Congo-Brazzaville: Musique - Makhalba Malecheck revient avec force dans "Rambolo"

Après avoir mis sur le marché "Humour té", un single qui ne cesse de survoler les différents classements musicaux, le rappeur congolais vient de lancer "Rambolo", une fusion du rap et du ndombolo.

La chanson est une sorte d'autobiographie de l'artiste musicien. En effet, outre son côté rap, "Rambolo" est une animation « sèbène » de quatre minutes faite des dédicaces, dans un flot en lingala, le tout accompagné des instruments de la musique traditionnelle. C'est ce qui justifie, d'ailleurs, la participation de certains artistes dont le célèbre soliste de l'orchestre Patrouille des Stars, Docteur Cousteau.

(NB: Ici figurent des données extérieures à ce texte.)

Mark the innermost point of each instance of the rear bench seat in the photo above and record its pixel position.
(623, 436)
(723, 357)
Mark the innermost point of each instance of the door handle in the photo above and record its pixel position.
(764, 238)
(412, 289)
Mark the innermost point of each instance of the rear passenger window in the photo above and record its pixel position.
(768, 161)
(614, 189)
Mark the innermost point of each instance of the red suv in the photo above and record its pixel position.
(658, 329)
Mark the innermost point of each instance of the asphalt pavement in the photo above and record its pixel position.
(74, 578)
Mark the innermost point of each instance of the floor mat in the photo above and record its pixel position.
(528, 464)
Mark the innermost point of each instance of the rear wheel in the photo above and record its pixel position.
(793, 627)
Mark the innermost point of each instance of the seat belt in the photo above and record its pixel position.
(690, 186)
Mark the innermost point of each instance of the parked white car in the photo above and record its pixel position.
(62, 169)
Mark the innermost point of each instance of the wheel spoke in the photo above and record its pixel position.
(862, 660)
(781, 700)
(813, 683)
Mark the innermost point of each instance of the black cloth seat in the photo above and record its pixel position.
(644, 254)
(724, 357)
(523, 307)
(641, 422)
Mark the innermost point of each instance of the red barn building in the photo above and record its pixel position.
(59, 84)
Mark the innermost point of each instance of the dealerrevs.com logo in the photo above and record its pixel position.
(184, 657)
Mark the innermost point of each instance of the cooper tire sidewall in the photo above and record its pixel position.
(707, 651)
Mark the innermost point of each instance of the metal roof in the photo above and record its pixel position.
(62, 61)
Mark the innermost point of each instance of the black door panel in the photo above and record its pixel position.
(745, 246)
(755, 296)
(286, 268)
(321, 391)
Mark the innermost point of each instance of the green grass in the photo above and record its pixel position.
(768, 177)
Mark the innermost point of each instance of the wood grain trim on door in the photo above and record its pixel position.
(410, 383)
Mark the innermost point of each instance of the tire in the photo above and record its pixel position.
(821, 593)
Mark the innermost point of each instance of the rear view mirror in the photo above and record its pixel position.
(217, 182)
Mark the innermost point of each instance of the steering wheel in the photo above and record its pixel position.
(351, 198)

Associer le rap dans sa forme pure et le ndombolo, jouer avec tout un orchestre live au complet était jusqu'à ce jour non réalisable. Makhalba Malecheck vient ainsi démystifier l'idée selon laquelle un rappeur ne peut faire du ndombolo, précisément de l'animation, autrement dit le sèbène. « Ceci est un nouveau concept, une première dans la musique congolaise en particulier et dans la culture africaine en général. Personne ne s'y attendait, personne l'aurait cru, Makhalba Malecheck l'a fait », nous a confié l'artiste.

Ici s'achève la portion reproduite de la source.